Álex Cacho

Personal information
- Full name: Alejandro Cacho Hernández
- Date of birth: 3 September 1987 (age 38)
- Place of birth: Ágreda, Spain
- Height: 1.85 m (6 ft 1 in)
- Position: Right-back

Team information
- Current team: Cirbonero

Youth career
- Numancia

Senior career*
- Years: Team / Apps / (Gls)
- 2006–2008: Numancia B
- 2008–2010: Ontinyent / 72 / (0)
- 2010–2011: Sant Andreu / 35 / (1)
- 2011–2012: Ontinyent / 35 / (3)
- 2012–2013: Lleida Esportiu / 37 / (1)
- 2013–2014: Cartagena / 13 / (0)
- 2014: Huracán Valencia / 9 / (0)
- 2014–2015: Sestao / 17 / (0)
- 2015–2018: Izarra / 100 / (1)
- 2018–: Cirbonero

= Álex Cacho =

Spanish footballer

Alejandro 'Álex' Cacho Hernández (born 3 September 1987) is a Spanish footballer who plays for CA Cirbonero as a right back.

==Club career==
Born in Ágreda, Province of Soria, Cacho graduated from local CD Numancia's youth system, making his senior debuts with the reserves in the 2006–07 season, in Tercera División.

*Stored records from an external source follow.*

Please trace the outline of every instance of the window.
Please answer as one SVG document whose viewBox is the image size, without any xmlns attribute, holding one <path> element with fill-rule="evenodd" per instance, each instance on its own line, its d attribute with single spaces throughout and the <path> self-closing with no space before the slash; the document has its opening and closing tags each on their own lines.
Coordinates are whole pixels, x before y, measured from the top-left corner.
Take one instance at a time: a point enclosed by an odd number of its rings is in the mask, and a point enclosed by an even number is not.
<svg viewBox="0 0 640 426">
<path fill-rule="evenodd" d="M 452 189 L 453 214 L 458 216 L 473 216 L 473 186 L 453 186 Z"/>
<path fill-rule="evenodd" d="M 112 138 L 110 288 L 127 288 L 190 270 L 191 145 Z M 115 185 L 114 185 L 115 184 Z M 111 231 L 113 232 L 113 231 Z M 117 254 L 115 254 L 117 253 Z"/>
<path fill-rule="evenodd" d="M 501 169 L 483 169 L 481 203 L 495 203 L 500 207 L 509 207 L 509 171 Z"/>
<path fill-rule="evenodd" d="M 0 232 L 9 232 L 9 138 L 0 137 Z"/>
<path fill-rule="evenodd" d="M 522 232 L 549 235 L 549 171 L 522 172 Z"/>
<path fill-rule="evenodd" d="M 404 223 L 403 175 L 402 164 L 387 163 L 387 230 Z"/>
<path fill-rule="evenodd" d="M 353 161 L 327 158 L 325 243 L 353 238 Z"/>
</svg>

On 5 September 2007 he made his professional debut, starting in a 0–2 away loss against Hércules CF, for the season's Copa del Rey.

In the 2008 summer Cacho left Numancia, and competed in Segunda División B in the following seasons, representing Ontinyent CF (two stints), UE Sant Andreu, Lleida Esportiu, FC Cartagena, Sestao River and CD Izarra.